No parece el señor Trump tener las mismas consideraciones a una evidencia que aún el más elemental de los análisis pone de relieve: que la demanda crece de aquel lado en forma exponencial, que más de 20 millones de estadounidenses (casi el 10% de su población mayor de 12 años) sufre de un trastorno por uso de substancias ilegales, que en su país la industria farmacéutica anuncia directamente sus productos (pain killers) en la televisión, que hay un tráfico creciente en internet para obtener directamente opioides sintéticos con proveedores mediante lenguajes codificados, que se han consolidado como el principal mercado de consumo de opioides en el mundo (consumen cerca del 90% de la producción mundial) y que tienen que atender a cerca de dos millones de adictos a estas substancias. Argumentos no faltan pero… ¿cuál es la estrategia?
Desde la perspectiva de la salud pública, el principal objetivo frente a una epidemia de tal naturaleza no puede ser otro que reducir el consumo (la demanda) a toda costa. Pero sobre eso no se ha dicho absolutamente nada nuevo. Por eso me quedo con la idea de que, en la declaración, hay más argucia que proyecto.
Por supuesto que hay muchas cosas por hacer y los expertos norteamericanos lo saben de sobra. Sería el momento de reinventar la colaboración binacional: aumentar los centros de tratamiento y fortalecer los programas de reinserción social con el mismo modelo en ambos lados de la frontera; reducir los costos de los medicamentos útiles en el proceso de rehabilitación como la naloxona. Habría también una gran oportunidad para robustecer la investigación científica que nos permita saber más sobre cómo podríamos atenuar los embates de estas drogas en nuestros cerebros. Existen proyectos conjuntos promisorios y que, si no han avanzado más, ha sido en buena medida por falta de recursos.
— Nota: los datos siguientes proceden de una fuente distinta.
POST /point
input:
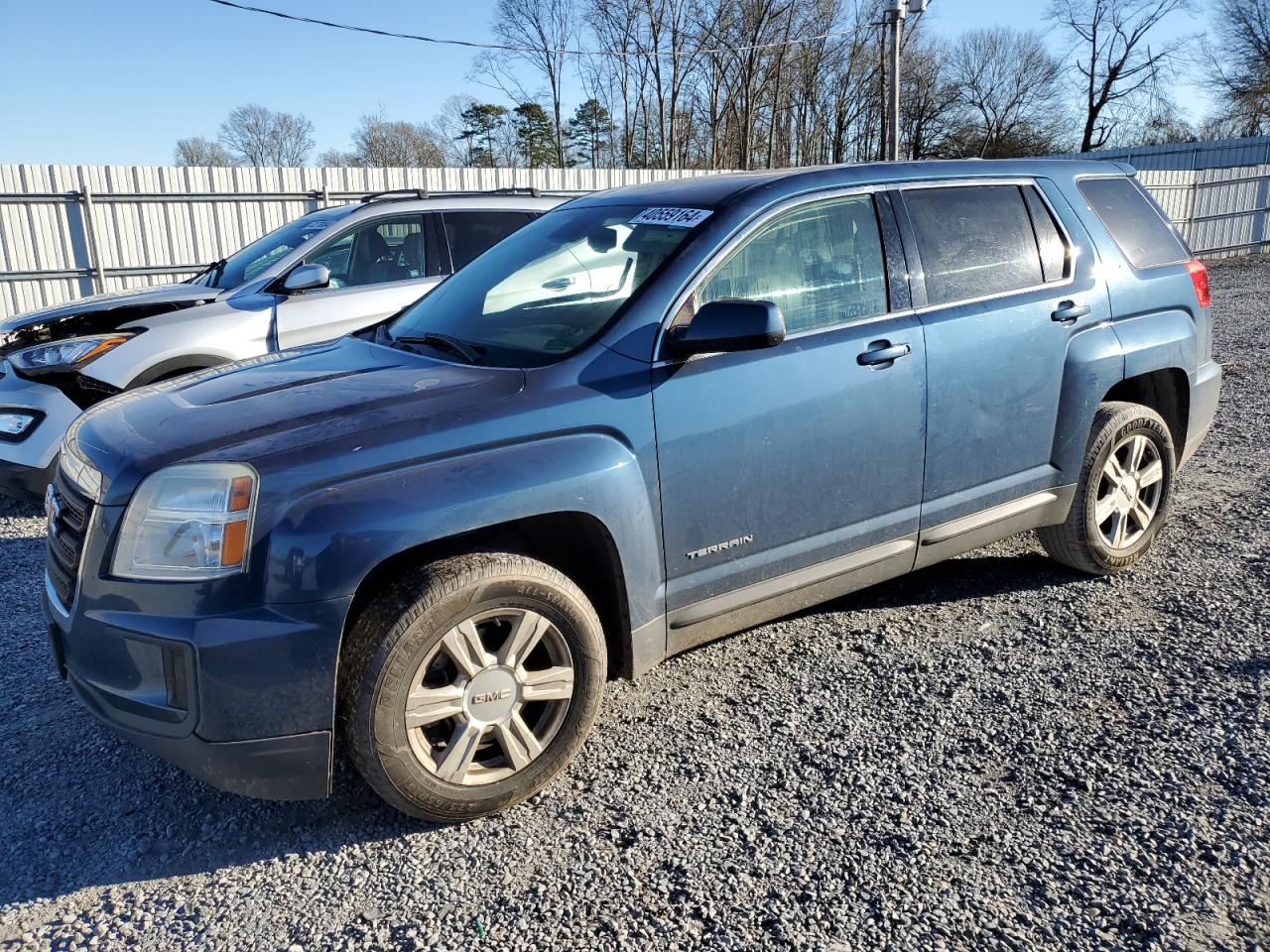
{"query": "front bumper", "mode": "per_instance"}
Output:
(27, 465)
(243, 701)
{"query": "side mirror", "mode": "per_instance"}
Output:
(307, 277)
(728, 325)
(602, 241)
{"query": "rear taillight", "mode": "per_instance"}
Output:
(1199, 278)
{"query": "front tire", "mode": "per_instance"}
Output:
(1123, 494)
(468, 684)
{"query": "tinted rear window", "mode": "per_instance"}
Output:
(1137, 227)
(974, 240)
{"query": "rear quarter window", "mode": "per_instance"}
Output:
(974, 241)
(1144, 238)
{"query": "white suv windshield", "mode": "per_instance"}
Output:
(547, 290)
(253, 261)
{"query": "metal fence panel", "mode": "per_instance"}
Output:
(72, 230)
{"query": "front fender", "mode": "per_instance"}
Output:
(329, 539)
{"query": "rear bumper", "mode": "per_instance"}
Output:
(1206, 386)
(27, 463)
(244, 702)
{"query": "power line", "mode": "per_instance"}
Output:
(511, 49)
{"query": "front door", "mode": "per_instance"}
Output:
(1003, 296)
(377, 268)
(776, 463)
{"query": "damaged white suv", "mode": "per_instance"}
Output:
(329, 273)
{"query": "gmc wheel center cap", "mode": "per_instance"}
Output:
(492, 694)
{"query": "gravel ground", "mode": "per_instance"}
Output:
(993, 753)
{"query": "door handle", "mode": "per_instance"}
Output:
(1070, 311)
(883, 353)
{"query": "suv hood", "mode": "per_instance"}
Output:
(275, 405)
(99, 313)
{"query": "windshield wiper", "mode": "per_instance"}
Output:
(214, 270)
(443, 341)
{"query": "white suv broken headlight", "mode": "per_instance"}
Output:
(64, 354)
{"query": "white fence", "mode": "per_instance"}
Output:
(73, 230)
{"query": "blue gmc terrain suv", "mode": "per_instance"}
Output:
(651, 417)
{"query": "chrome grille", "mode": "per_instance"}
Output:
(68, 515)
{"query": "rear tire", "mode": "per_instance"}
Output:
(470, 683)
(1123, 495)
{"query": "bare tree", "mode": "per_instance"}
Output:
(929, 103)
(384, 144)
(197, 150)
(1238, 66)
(1112, 55)
(259, 136)
(543, 30)
(1008, 84)
(338, 159)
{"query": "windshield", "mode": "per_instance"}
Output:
(254, 259)
(550, 287)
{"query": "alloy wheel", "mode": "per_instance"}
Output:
(1129, 492)
(489, 697)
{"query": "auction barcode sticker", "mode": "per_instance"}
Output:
(675, 217)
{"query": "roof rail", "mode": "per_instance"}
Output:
(398, 194)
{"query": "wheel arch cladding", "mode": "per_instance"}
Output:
(1167, 393)
(575, 543)
(1095, 363)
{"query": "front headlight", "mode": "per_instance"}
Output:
(190, 522)
(64, 354)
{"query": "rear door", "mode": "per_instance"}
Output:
(1005, 293)
(377, 267)
(778, 463)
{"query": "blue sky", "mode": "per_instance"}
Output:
(93, 81)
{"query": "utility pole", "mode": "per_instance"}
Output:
(893, 22)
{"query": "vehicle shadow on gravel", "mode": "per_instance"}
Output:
(85, 809)
(969, 576)
(146, 820)
(104, 812)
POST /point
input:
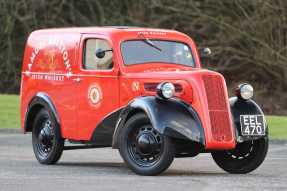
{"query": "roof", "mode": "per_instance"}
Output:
(104, 29)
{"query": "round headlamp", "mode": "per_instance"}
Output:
(244, 91)
(165, 90)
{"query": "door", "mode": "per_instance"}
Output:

Uno de ellos se refiere al desarrollo de vacunas para protegernos de los efectos de algunas de estas substancias y que tienen ya patentes registradas. Lo realizan investigadores en el Instituto Nacional de Psiquiatría junto con otras instituciones académicas, y trabajan de cerca con expertos del National Institute of Drug Abuse.
Plantearle a Trump que, ante su epidemia de opioides, podríamos trabajar en proyectos conjuntos de ciencia para acelerar el desarrollo de vacunas contra estas substancias (en las que ya se viene trabajando desde hace años), puede parecer ingenuo pero quizá no lo sea tanto. En todo caso, me parece una mejor postura a quedarnos nosotros también en la retórica de “la corresponsabilidad”, que de nada ha servido. Tomémosle la palabra al presidente, sumémonos a su preocupación (a ver si es real, al fin que también debía de ser nuestra), movilicemos a nuestros sectores académicos, aunque los tengamos olvidados: pueden ser más efectivos que otros que se la pasan en la grilla. Al fin, nada perdemos.